Quando esses ciberataques assumem uma dimensão relevante, quase sempre chegam ao conhecimento das pessoas. Embora a informação que chega seja, quase sempre, parcial…. No entanto, na maioria dos casos, não interessa que essa informação seja divulgada, precisamente porque escancara fragilidades que causam, no mínimo, embaraço. Com a transposição da Directiva NIS, as empresas qualificadas como operadores de serviços essenciais e prestadores de serviço digitais vão ter de cumprir requisitos apertados de segurança informática, bem como deveres de notificação do Estado, caso ocorra um ciberataque. A responsabilidade de zelar pela segurança das redes vai recair, em grande medida, sobre as empresas e as entidades gestoras de infra-estruturas críticas e serviços essenciais, que deverão implementar programas para criar uma cultura de gestão e prevenção de riscos e ataques, bem como de reacção aos mesmos.

Portugal está tão preparado para um ataque informático como outro Estado-membro?
Sou jurista e não sei responder a esta pergunta. O que sei é que não existem sistemas 100% seguros. Nem em Portugal nem em qualquer outro Estado-membro.

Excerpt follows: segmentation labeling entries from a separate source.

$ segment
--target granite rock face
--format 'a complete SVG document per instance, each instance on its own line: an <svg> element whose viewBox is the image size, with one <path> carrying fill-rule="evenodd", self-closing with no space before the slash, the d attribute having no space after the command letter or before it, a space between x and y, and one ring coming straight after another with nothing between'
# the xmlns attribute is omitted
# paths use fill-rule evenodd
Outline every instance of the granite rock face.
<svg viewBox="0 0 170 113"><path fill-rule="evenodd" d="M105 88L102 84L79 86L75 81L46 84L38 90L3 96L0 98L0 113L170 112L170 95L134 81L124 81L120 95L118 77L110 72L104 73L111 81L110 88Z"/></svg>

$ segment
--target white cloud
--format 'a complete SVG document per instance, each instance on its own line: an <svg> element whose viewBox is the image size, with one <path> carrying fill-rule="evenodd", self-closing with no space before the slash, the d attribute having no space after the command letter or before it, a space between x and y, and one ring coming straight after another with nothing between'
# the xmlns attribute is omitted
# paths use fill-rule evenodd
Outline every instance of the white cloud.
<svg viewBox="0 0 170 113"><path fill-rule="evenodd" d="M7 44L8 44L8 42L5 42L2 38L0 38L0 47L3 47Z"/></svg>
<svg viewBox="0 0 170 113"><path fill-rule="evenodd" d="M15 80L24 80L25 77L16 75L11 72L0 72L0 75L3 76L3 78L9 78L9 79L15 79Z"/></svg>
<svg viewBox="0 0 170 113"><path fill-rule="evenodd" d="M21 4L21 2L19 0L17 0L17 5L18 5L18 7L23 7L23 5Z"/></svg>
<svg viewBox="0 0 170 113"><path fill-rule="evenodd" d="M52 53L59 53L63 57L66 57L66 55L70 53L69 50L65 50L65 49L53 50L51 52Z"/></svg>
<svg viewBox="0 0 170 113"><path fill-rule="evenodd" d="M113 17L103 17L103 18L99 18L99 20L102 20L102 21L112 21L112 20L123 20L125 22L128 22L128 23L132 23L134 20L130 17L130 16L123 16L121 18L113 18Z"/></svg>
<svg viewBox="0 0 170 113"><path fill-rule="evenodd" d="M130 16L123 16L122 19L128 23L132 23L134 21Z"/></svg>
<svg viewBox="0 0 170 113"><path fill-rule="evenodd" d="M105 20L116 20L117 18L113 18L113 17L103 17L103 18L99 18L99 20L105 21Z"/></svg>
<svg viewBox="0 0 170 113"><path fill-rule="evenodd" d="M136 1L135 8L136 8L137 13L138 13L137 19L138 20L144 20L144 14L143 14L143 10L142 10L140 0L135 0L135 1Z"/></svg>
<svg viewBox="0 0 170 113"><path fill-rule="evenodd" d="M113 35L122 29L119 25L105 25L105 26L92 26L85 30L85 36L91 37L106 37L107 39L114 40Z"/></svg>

Os próximos meses vão ser decisivos para uma maior fiabilidade e segurança na Internet?
A elaboração de uma Lei da Cibersegurança, de transposição da Directiva NIS, constitui uma oportunidade irrepetível de gerar e estimular uma consciência colectiva dos problemas da segurança do ciberespaço e da cibersegurança. A partilha de preocupações é, a meu ver, o instrumento mais eficaz de esclarecimento dos cidadãos e das empresas sobre o verdadeiro alcance das ciberameaças e, reflexamente, da relevância da segurança das redes e da informação no ciberespaço. Na minha opinião, uma futura lei de cibersegurança deverá ser clara na definição dos deveres das empresas e deve responsabilizar a Autoridade de Cibersegurança densificando legalmente os critérios objectivos da sua actuação.

De quem é o problema da segurança (ou falta dela) do ciberespaço?
O ciberespaço é um recurso global, cujo controlo dificilmente pode ser reclamado por um Estado. No ciberespaço existem dificuldades acrescidas de regulação por causa da facilidade de recurso ao anonimato e dos problemas de jurisdição e extraterritorialidade das condutas susceptíveis de lesar direitos fundamentais.

A privacidade acabou mesmo? Ou está nas mãos de quem não sabemos, para fins que desconhecemos?
Quando se fala em privacidade, normalmente podemos referir-nos a duas dimensões diferentes: uma é a privacidade no sentido de evitar ingerências do Estado na reserva da vida privada, através, por exemplo da garantia do sigilo das comunicações, outra diz respeito ao controlo que cada indivíduo tem ou pode ter sobre os seus dados pessoais. Diz-se que os negócios gerados em torno dos dados pessoais são o novo petróleo… Não sei se a privacidade acabou mesmo, espero que não. O que sei é que temos de caminhar, gradualmente, para uma situação em que cada pessoa tenha a plena consciência da sua pegada digital e formas de garantir o direito à sua autodeterminação. O direito à autodeterminação informacional (e as suas formas concretas de protecção, mesmo normativas) constitui um desafio em constante construção. A aplicação plena, no nosso Direito, do novo Regulamento Geral de Protecção de Dados, também a partir de Maio, acompanhado da lei nacional que o vem concretizar (e que ainda desconhecemos) será um ponto importante de resposta à sua questão. Outra perspectiva é a do direito à privacidade perante formas cada vez mais intrusivas das novas tecnologias, ao serviço dos Estados em nome da segurança e da perseguição penal. Neste ponto, acho que corremos o risco de ressuscitar o controverso e inaceitável “direito penal do inimigo” [conceito segundo o qual algumas pessoas, por serem consideradas inimigas da sociedade (ou do Estado), não detêm todas as protecções penais e processuais penais que são dadas aos demais indivíduos].